The activity of inhibitors in the extracts was determined by incubating nondormant chinese cabbage seeds in petri dishes moistened with the extracts. Three replicates of 100 cabbage seeds were used for each extract. Seeds in each replicate petri dish were soaked in 5 mL of the extract solution for 3 h, whereas control seeds were soaked in distilled water for the same period. The seeds were incubated in a growth chamber at 25 °C with an 8-h/16-h (light/dark) photoperiod. Seedling emergence was counted daily for 6 d. A seedling was classified as emergent in accordance with the ISTA (2011) rules. Germination percentage was calculated based on the number of normal seedlings that emerged as a proportion of the total number of seeds sown.
Evaluation of methods to break seed dormancy.

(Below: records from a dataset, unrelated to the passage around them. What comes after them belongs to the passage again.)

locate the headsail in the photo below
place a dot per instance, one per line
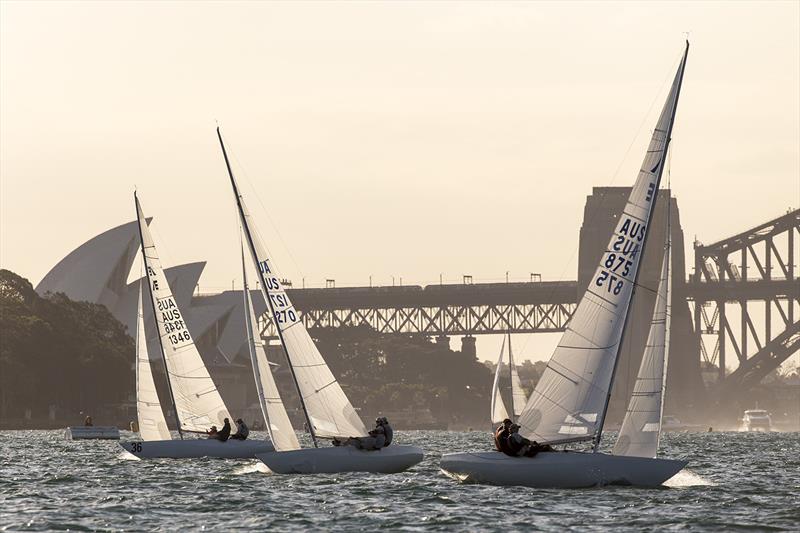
(329, 411)
(518, 399)
(197, 401)
(152, 425)
(641, 427)
(499, 412)
(571, 398)
(278, 425)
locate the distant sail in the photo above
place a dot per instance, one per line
(641, 427)
(152, 425)
(499, 412)
(518, 398)
(330, 412)
(197, 401)
(278, 425)
(571, 398)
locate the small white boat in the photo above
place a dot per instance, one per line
(559, 469)
(756, 420)
(91, 432)
(193, 448)
(389, 460)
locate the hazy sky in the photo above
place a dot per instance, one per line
(387, 139)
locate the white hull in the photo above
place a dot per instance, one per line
(389, 460)
(193, 448)
(559, 469)
(92, 432)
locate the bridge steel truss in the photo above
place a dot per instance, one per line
(746, 298)
(536, 307)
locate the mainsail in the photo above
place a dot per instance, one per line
(499, 412)
(571, 398)
(197, 401)
(278, 425)
(518, 399)
(641, 427)
(152, 425)
(329, 412)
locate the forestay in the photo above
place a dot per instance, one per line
(641, 427)
(278, 425)
(570, 399)
(518, 398)
(197, 401)
(152, 425)
(329, 411)
(499, 412)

We applied the following treatments to evaluate their capability to break the dormancy of C. florida seeds. In treatment 1, seeds were immersed in 500 mg·L1 GA3 for 48, 60, 72, and 84 h at room temperature. A parallel control was conducted using seeds imbibed in water for 84 h without GA3. The water or GA3 solution was changed twice daily (Hartmann et al., 1989). After soaking, the seeds were stratified at 5 °C (cold stratification) for 90 d. In treatment 2, seeds were soaked as in treatment 1, but were stratified during the d at 15 °C and during the night at 5 °C (alternative stratification) for 90 d. During stratification, water was added to keep the sand with water-holding capacity of 50% to 60%. In treatment 3, seeds were soaked in concentrated sulfuric acid (98%) with seeds:acid of 1:2 (v/v) for 0, 5, 10, or 20 min (chemical scarification). During treatment, the solutions were stirred continuously with a glass rod. After chemical scarification, the seeds were washed in running water for 24 h. Next, the seeds were soaked in 500 mg·L−1 GA3 for 72 h and stratified at 5 °C for 60 d.

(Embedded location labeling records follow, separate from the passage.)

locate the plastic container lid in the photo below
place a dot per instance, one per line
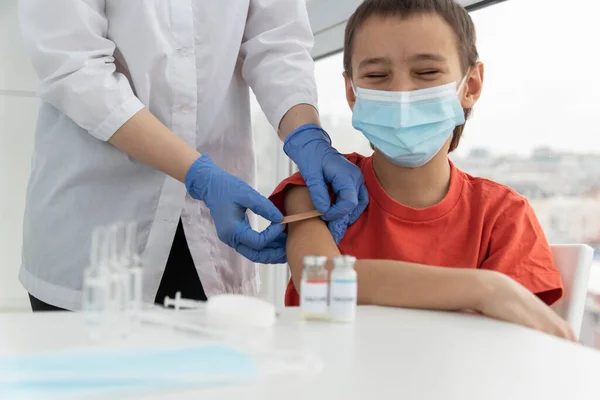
(240, 310)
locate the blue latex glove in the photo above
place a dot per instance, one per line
(320, 164)
(228, 198)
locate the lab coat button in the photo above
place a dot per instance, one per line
(184, 51)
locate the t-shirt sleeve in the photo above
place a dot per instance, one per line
(278, 195)
(519, 248)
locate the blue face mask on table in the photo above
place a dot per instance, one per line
(115, 372)
(411, 127)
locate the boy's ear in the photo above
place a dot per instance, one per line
(473, 86)
(350, 97)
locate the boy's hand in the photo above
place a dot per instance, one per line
(508, 300)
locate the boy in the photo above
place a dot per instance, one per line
(432, 236)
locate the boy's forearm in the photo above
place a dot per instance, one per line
(402, 284)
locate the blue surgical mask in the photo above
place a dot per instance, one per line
(409, 128)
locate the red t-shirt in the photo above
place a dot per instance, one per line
(478, 224)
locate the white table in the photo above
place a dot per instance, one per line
(386, 354)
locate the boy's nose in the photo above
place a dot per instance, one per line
(401, 84)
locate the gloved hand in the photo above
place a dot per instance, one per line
(309, 147)
(228, 198)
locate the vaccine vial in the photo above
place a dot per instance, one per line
(344, 289)
(314, 288)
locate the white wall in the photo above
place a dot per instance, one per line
(18, 110)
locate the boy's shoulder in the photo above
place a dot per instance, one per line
(492, 194)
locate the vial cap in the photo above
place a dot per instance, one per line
(344, 261)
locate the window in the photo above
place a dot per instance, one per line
(533, 128)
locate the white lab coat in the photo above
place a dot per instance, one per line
(190, 62)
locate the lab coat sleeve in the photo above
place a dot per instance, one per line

After completion of the stratification treatment, the germinability of four replicates of 50 seeds each was tested in moistened sand at 25 °C with an 8-h/16-h (light/dark) photoperiod. The number of germinated seeds was counted every other day for 30 d. During the germination test, water was added to keep the seeds moist. A seedling was classified as emergent in accordance with the ISTA (2011) rules. The germination percentage was calculated as described above.
Statistical analysis.
A completely randomized design was used in all experiments. The effect of the treatments was assessed by the final germination percentage for each trial. The significance of differences between the means was assessed using the least significant difference (lsd) test with SPSS v19.0 (http://support.spss.com/).
Results
Water absorption by C. florida seeds.
The cracked seeds absorb water more rapidly than the intact seeds. The water uptake by cracked seeds increased to a saturation level of 16.9% in 24 h, and then leveled off. In contrast, the water uptake by intact seeds only increased to 7.3% in 24 h, and it would take at least 168 h for the intact seeds to achieve a nearly saturation level of water uptake (Fig. 2).
Water absorption curves of the intact and cracked seeds of C. florida.

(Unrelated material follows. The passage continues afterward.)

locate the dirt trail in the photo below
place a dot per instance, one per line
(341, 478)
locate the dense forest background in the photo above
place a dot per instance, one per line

Citation: HortScience horts 50, 7; 10.21273/HORTSCI.50.7.1041
Water absorption curves of the intact and cracked seeds of C. florida.
Citation: HortScience horts 50, 7; 10.21273/HORTSCI.50.7.1041
Water absorption curves of the intact and cracked seeds of C. florida.
Citation: HortScience horts 50, 7; 10.21273/HORTSCI.50.7.1041
Germination after mechanical manipulation of seeds.
The excised embryos showed no dormancy. After incubation for 7 d, the embryonic axis elongated and the cotyledons of excised embryos started to expand and turned green (Fig. 1D). The germination percentage was 85.3% after 16 d of incubation. In contrast, the germination percentage of decoated and radicle-exposed seeds were only 13.3% and 28.8%, respectively, after 16 d of incubation.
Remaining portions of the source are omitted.